A review of Oasis: A Universe in a transformer, and Diffusion Forcing: Next-token Prediction Meets Full-Sequence Diffusion
Overview
World simulators are explorable and interactive systems or models that can mimic real world. Advanced video generation models can function as world simulators, and to achieve it, they should have low latency for input actions, and capable of long sequence generation. Long sequence generation includes capability of long generation itself, preventing error accumulation, and long term context preservation. This post mainly focuses on how related project Oasis: A Universe in a transformer deals with long sequence generation.
Conventional Long Video Generation are inappropriate for World Simulator!
Video Diffusion Models (VDMs)
Training and sampling of video diffusion models. Darker tokens has higher noise levels.
Videos are sequential data. However, video diffusion models are trained and inferenced to denoise tokens of same noise levels, interpreting each video clip as a single object. This section reviews approaches to generate long videos using aforementioned VDMs.

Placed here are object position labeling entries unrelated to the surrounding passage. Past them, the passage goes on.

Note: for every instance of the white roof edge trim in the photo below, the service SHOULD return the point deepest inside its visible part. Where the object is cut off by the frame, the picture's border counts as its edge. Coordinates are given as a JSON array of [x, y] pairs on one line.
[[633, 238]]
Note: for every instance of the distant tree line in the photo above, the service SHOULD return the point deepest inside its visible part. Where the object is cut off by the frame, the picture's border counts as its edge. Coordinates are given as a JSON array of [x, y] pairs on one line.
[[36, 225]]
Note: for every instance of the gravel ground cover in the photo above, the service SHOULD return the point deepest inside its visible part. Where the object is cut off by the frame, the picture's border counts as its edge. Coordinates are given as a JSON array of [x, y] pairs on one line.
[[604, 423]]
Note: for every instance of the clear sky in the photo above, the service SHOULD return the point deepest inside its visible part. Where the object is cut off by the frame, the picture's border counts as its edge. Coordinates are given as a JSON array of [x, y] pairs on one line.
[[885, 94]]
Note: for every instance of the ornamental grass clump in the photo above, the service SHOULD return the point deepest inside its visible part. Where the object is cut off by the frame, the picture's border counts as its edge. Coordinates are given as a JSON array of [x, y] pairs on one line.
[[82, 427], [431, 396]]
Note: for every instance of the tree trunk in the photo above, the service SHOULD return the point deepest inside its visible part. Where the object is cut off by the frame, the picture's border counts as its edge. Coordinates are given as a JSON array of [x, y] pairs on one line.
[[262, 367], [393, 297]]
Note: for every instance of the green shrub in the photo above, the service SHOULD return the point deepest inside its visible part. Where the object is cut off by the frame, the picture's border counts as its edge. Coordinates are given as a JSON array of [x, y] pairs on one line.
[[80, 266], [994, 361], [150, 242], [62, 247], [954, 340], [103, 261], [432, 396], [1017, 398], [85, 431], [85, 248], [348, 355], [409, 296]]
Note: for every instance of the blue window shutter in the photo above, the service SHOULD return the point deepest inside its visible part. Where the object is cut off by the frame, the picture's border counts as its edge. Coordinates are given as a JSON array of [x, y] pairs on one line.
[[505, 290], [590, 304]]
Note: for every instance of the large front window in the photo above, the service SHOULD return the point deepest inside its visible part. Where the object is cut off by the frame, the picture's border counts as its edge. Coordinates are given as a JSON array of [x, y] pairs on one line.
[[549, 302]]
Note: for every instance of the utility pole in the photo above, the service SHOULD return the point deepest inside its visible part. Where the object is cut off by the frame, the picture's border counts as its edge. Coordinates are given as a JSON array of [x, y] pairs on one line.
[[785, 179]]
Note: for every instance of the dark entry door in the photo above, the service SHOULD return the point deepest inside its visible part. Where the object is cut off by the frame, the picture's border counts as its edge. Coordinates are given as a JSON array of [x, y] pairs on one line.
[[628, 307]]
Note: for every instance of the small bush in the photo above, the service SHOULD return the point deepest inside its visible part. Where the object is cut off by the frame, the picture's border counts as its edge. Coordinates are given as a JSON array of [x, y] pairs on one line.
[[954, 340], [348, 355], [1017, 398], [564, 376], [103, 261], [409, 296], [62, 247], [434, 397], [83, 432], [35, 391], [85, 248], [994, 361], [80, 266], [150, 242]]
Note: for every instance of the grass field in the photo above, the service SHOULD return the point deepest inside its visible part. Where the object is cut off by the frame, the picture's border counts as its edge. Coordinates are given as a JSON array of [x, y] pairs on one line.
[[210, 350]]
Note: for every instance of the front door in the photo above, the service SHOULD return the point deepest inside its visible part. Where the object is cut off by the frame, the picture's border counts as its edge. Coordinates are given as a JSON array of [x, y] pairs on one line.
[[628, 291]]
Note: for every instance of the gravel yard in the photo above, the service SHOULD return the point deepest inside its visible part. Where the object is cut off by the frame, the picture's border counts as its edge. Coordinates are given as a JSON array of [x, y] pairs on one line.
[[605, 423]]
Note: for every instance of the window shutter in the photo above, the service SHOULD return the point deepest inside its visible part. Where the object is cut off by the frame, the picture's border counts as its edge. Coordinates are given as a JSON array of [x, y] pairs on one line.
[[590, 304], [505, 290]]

Chunked autoregressive methods
Small \(k\) (e.g. \(k=1\)) results in high latency for each action since \(f-k\) frames are output for each action. Also it tends to lose contexts.
Large \(k\) (e.g. \(k=f-1\)) results in ineifficient training and inference since models learn only \(f-k\) tokens, while models calculate for \(f\) tokens.
Chunked autoregressive methods suffers from quality degradation originated from error accumulation.
Hierarchical methods (Multi-stage generation)
It does not fit to interactive generation since the end of the video is already determined.
Conventional approaches are not appropriate for wolrd simulator!
Long Sequence Generation in Oasis
Capability of long sequence generation
Oasis follows Diffusion Forcing to train models for long video generation. Diffusion Forcing inherits advantages of Teacher Forcing and Diffusion Models: flexible time horizon from Teacher Forcing, guidance at sampling from Diffusion Models.
Diffusion Forcing trains models to denoise tokens with independent noise levels, and sampling noise schedules are carefully chosen depending on the purpose. The training offers cheaper training than next-token prediction in video domain, and the complexity added by independent noise level is not excessive since the complexity is only in temporal dimension.
Training in Diffusion Forcing
Sampling in Diffusion Forcing
Preventing error accumulation
The reason of error accumulation
Oasis and Diffusion Forcing hypothesize that the error accumulation stems from the model erroneously treating generated noisy frames as grount truth (GT), despite their inherent inaccuracies. They interpret input noise levels to the models as inversely proportional to the confidence in the corresponding input tokens.
Stable rollout in Diffusion Forcing
Diffusion Forcing suggests to deceive models that generated clean tokens are little noisy, preventing models from believing generated tokens as GT. However, this approach is out of distribution (OOD) inference, and there is no rule of thumb for “little noisy”.
Stable rollout (Another option)
To avoid OOD, one may suggest add little noise to generated tokens and tell models that the tokens are noisy. However, this approach may dilute details in generated tokens.
Dynamic Noise Augmentation (DNA)
Oasis suggests Dynamic Noise Augmentation (DNA) to mitigate error accumulation.
For initial denoising steps, conditioning tokens (generated tokens) are moderately noised since models tend to generate low-frequency features during initial steps.
For last denoising steps, noise levels of conditioning tokens gradually decreases.
Long term context preservation
Through above approaches, Oasis can autoregressively generate long videos without much quality degradation. However, models do not have long time horizon memory, leading to inconsistent videos. While there is no innovative breakthrough yet, I believe that video models with long-term memory is an important next step.